13. The method of claim 8, further comprising: In response to determining that the sum of the data volume of the input data to be processed and the output data is greater than the capacity of the first target storage unit, the input data to be processed is split into multiple sub-input data to be processed; as well as The number of fourth executable tasks is determined based on the amount of resources required by the processor to process the sub-input data to be processed.

14. The method of claim 13, further comprising: Write the weight data to be processed and the number of the fourth executable tasks of the sub-input data to be processed into the second target storage unit; The number of tasks to be executed in parallel is equal to the number of output sub-data items to be obtained, wherein the task includes: processing the input sub-data items to be processed using the weight data to be processed; Write the number of output sub-data items of the fourth executable task into the second target storage unit; and The multiple output sub-data are concatenated into output data.

15. An electronic device comprising: The data processing apparatus according to any one of claims 1 to 7.

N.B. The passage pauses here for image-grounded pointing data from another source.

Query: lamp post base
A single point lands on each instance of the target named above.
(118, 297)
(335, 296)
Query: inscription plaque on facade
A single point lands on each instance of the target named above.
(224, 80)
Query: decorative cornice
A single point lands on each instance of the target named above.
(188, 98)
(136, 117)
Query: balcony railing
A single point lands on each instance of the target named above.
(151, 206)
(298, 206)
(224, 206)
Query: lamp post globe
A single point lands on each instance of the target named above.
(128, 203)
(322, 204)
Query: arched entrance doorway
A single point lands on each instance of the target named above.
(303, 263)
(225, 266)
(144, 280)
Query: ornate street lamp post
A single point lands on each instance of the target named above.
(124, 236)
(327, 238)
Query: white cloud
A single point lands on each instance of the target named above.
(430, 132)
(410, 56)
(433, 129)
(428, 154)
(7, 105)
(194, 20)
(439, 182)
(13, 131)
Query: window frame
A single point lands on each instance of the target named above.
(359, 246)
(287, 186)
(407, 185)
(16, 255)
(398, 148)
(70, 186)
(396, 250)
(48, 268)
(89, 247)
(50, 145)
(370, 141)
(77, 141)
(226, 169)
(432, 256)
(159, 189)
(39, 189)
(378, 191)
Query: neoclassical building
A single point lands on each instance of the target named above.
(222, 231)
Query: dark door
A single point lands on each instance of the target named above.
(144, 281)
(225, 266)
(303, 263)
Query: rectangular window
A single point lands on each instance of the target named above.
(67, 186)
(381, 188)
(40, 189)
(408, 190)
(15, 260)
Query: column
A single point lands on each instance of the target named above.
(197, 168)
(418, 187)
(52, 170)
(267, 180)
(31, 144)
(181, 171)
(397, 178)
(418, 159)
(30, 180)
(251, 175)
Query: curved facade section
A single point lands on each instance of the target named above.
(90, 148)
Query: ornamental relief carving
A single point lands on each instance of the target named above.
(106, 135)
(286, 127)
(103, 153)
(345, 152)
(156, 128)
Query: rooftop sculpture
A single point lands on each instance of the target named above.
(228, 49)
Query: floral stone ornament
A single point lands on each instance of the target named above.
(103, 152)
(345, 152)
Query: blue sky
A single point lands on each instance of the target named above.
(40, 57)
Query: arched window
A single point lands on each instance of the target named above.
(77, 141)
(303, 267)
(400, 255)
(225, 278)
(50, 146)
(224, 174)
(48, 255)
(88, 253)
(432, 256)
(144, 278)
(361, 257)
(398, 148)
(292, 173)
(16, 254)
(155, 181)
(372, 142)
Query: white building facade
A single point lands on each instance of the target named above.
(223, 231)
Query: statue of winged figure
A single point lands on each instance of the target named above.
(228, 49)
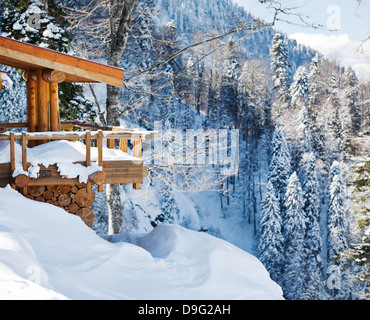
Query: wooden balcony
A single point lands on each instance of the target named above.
(128, 170)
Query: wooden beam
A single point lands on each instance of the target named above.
(24, 151)
(53, 76)
(54, 107)
(26, 56)
(100, 148)
(12, 157)
(42, 99)
(31, 108)
(88, 148)
(137, 154)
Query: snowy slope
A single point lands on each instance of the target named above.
(46, 253)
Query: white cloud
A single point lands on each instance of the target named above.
(341, 48)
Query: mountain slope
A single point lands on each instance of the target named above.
(47, 253)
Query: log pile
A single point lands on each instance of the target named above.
(75, 199)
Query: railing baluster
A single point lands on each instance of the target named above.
(88, 148)
(12, 156)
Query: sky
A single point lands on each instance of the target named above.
(343, 26)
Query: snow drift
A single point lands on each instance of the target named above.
(46, 253)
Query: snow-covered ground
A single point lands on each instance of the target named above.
(46, 253)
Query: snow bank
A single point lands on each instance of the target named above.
(46, 253)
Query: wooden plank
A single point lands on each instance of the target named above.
(26, 56)
(100, 148)
(54, 107)
(53, 76)
(24, 151)
(53, 181)
(123, 179)
(123, 145)
(88, 148)
(12, 157)
(31, 108)
(137, 154)
(43, 112)
(12, 153)
(121, 164)
(110, 143)
(72, 135)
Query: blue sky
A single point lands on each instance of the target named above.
(344, 26)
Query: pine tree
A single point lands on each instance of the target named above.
(300, 88)
(294, 226)
(169, 209)
(31, 23)
(229, 113)
(280, 65)
(352, 99)
(271, 243)
(313, 240)
(337, 233)
(13, 98)
(280, 164)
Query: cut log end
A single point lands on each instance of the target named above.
(22, 180)
(99, 178)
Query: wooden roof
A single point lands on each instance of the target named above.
(26, 56)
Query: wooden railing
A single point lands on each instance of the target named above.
(89, 137)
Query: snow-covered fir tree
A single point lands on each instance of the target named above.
(294, 226)
(300, 88)
(280, 164)
(313, 240)
(13, 98)
(351, 90)
(280, 65)
(30, 22)
(337, 244)
(271, 242)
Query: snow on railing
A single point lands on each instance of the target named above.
(88, 136)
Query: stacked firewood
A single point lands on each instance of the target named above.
(75, 199)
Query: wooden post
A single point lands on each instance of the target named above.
(31, 108)
(88, 148)
(100, 154)
(123, 145)
(100, 148)
(24, 151)
(54, 107)
(137, 154)
(42, 98)
(110, 143)
(24, 164)
(12, 156)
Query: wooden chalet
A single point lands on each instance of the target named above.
(44, 69)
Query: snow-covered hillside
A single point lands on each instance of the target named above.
(46, 253)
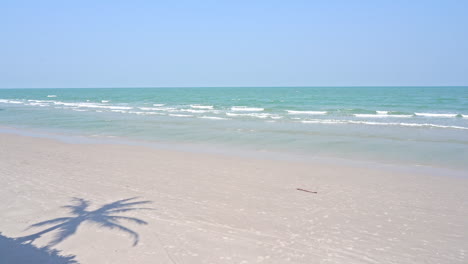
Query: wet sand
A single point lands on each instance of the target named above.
(206, 208)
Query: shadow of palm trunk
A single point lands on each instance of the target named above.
(107, 216)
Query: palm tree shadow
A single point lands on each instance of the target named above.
(106, 216)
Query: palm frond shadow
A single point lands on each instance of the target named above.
(105, 216)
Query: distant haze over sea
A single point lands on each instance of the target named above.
(408, 125)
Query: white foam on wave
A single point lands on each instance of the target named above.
(294, 112)
(91, 105)
(38, 104)
(380, 116)
(257, 115)
(246, 109)
(435, 115)
(332, 121)
(213, 117)
(10, 101)
(193, 111)
(145, 113)
(41, 101)
(169, 109)
(202, 106)
(179, 115)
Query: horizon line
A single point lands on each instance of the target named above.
(293, 86)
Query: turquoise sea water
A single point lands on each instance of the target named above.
(402, 125)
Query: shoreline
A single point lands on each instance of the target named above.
(231, 151)
(208, 208)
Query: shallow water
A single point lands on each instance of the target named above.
(402, 125)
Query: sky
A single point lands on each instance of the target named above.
(232, 43)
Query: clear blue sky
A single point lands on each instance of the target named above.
(232, 43)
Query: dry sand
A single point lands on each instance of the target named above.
(210, 208)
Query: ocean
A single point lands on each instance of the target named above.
(423, 126)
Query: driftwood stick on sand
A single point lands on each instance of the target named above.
(299, 189)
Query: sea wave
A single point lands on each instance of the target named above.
(213, 117)
(91, 105)
(257, 115)
(179, 115)
(380, 116)
(294, 112)
(246, 109)
(435, 115)
(333, 121)
(202, 106)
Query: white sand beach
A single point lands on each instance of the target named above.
(204, 208)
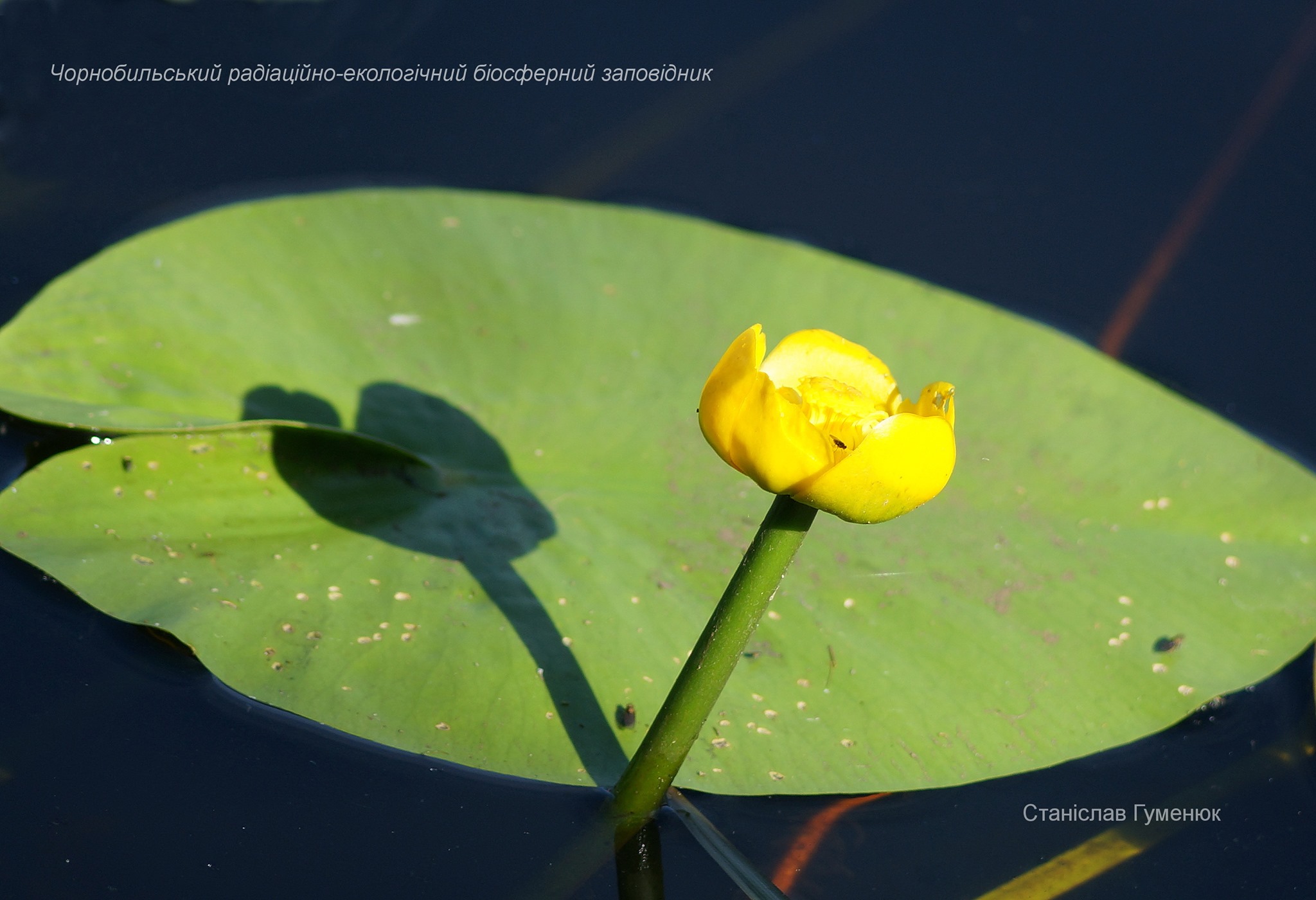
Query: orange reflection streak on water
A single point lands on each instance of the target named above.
(1203, 196)
(811, 836)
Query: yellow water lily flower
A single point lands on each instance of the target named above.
(821, 420)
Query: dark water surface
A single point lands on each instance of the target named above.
(1028, 153)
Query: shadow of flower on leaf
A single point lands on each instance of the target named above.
(458, 499)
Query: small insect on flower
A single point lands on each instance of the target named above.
(820, 419)
(1168, 645)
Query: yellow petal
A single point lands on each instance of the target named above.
(938, 399)
(902, 464)
(752, 427)
(725, 391)
(817, 353)
(773, 441)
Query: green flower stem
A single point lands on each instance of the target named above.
(702, 680)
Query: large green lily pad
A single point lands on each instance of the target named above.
(528, 487)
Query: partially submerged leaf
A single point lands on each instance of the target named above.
(527, 372)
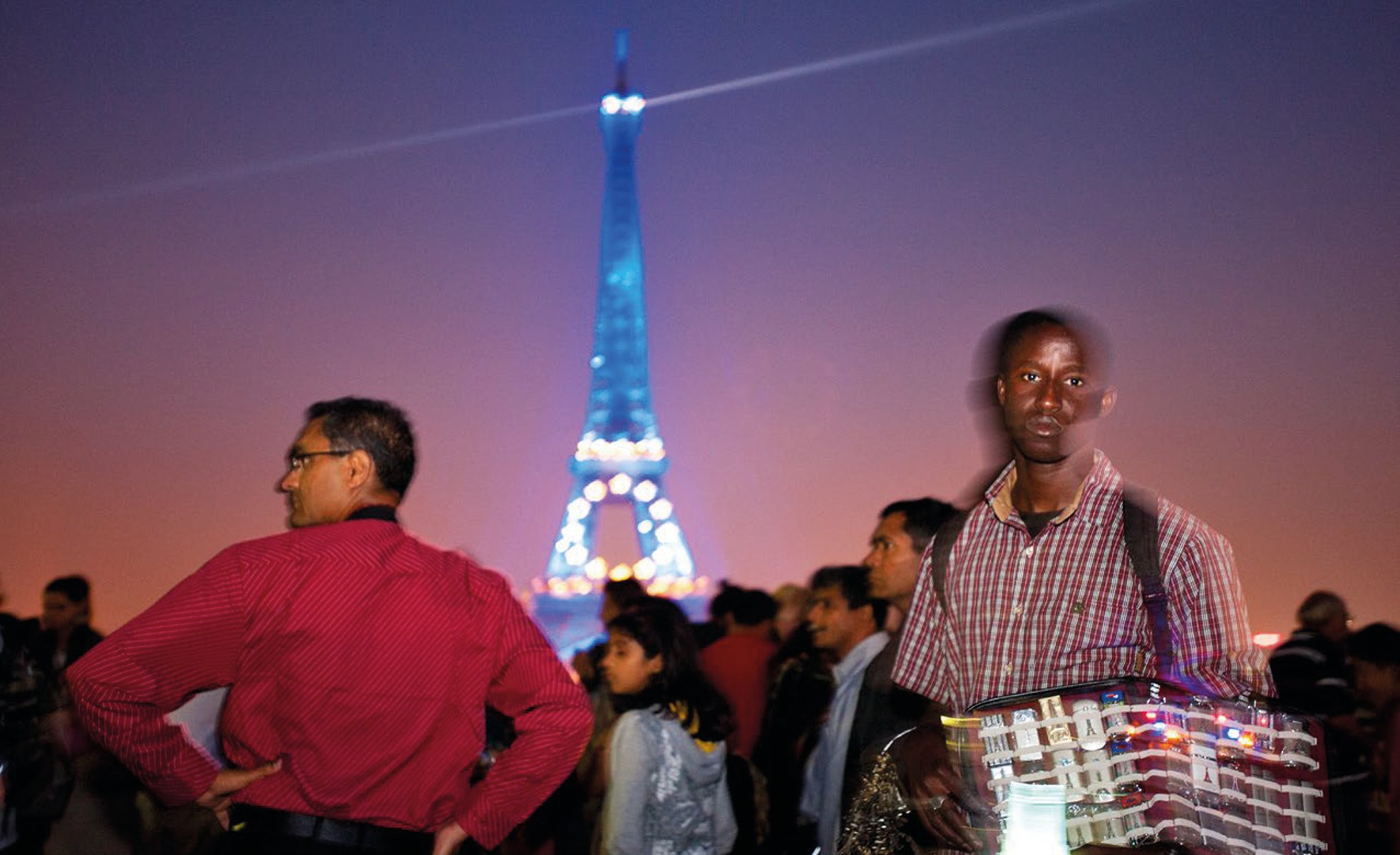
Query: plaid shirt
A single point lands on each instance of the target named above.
(1026, 615)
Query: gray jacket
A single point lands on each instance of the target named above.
(665, 794)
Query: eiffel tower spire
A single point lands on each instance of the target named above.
(621, 458)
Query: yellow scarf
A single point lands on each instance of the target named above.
(691, 724)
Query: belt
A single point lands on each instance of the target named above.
(251, 819)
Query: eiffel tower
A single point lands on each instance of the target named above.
(621, 458)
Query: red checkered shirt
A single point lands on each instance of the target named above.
(364, 660)
(1026, 615)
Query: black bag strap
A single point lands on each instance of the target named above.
(942, 547)
(1140, 531)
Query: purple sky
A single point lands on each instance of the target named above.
(1217, 182)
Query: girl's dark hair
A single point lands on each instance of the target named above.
(660, 627)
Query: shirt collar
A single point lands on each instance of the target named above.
(860, 657)
(1099, 494)
(383, 512)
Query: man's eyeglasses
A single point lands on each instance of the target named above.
(299, 461)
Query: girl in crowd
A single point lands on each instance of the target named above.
(666, 788)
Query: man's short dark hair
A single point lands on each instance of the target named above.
(1319, 608)
(752, 608)
(1087, 331)
(922, 518)
(855, 584)
(624, 592)
(76, 588)
(1378, 644)
(377, 428)
(726, 601)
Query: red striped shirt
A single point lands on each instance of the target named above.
(1026, 615)
(361, 657)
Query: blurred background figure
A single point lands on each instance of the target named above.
(26, 753)
(1375, 660)
(846, 623)
(738, 663)
(800, 689)
(671, 728)
(1311, 673)
(94, 798)
(1311, 666)
(793, 602)
(68, 636)
(591, 772)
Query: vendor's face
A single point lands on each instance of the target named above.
(1051, 395)
(1376, 685)
(626, 665)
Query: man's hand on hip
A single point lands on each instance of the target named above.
(229, 781)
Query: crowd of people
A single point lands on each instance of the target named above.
(345, 730)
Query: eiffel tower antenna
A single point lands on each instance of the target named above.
(621, 55)
(621, 458)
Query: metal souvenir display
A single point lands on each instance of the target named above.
(1144, 762)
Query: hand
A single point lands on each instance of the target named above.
(934, 788)
(448, 839)
(230, 781)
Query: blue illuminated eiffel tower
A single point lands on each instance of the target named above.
(621, 458)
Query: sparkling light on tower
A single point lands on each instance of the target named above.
(621, 458)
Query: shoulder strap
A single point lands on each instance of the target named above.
(1140, 531)
(942, 547)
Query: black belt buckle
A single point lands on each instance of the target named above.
(341, 833)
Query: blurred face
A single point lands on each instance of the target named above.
(315, 484)
(1050, 396)
(626, 665)
(835, 624)
(894, 561)
(61, 613)
(1376, 685)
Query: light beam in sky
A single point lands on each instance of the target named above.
(216, 177)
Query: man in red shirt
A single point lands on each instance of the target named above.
(1038, 588)
(360, 662)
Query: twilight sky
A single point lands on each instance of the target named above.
(205, 227)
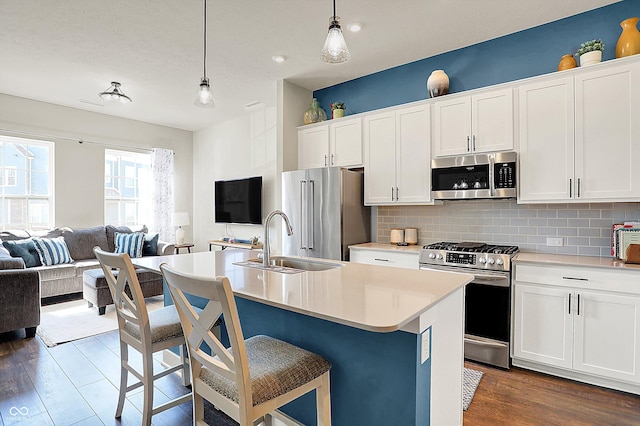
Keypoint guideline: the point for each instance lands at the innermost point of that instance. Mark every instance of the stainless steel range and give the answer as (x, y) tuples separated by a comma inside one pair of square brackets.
[(487, 297)]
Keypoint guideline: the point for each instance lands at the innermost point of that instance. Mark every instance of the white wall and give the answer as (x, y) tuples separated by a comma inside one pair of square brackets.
[(79, 168)]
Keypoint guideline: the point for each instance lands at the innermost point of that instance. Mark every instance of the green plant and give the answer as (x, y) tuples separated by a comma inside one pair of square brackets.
[(590, 46)]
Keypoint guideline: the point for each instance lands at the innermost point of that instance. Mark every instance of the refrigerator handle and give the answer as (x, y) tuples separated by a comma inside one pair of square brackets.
[(312, 221), (303, 203)]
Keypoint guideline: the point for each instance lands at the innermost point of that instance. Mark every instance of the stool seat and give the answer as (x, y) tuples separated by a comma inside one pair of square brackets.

16. An electronic device comprising: At least one processor; as well as A memory communicatively connected to the at least one processor; wherein, The memory stores instructions that can be executed by the at least one processor to enable the at least one processor to perform the method of any one of claims 8 to 14.

17. A non-transitory computer readable storage medium having stored thereon computer instructions, wherein, The computer instructions are used to cause the computer to perform the method according to any one of claims 8 to 14.

18. A computer program product comprising a computer program that, when executed by a processor, implements the method according to any one of claims 8 to 14.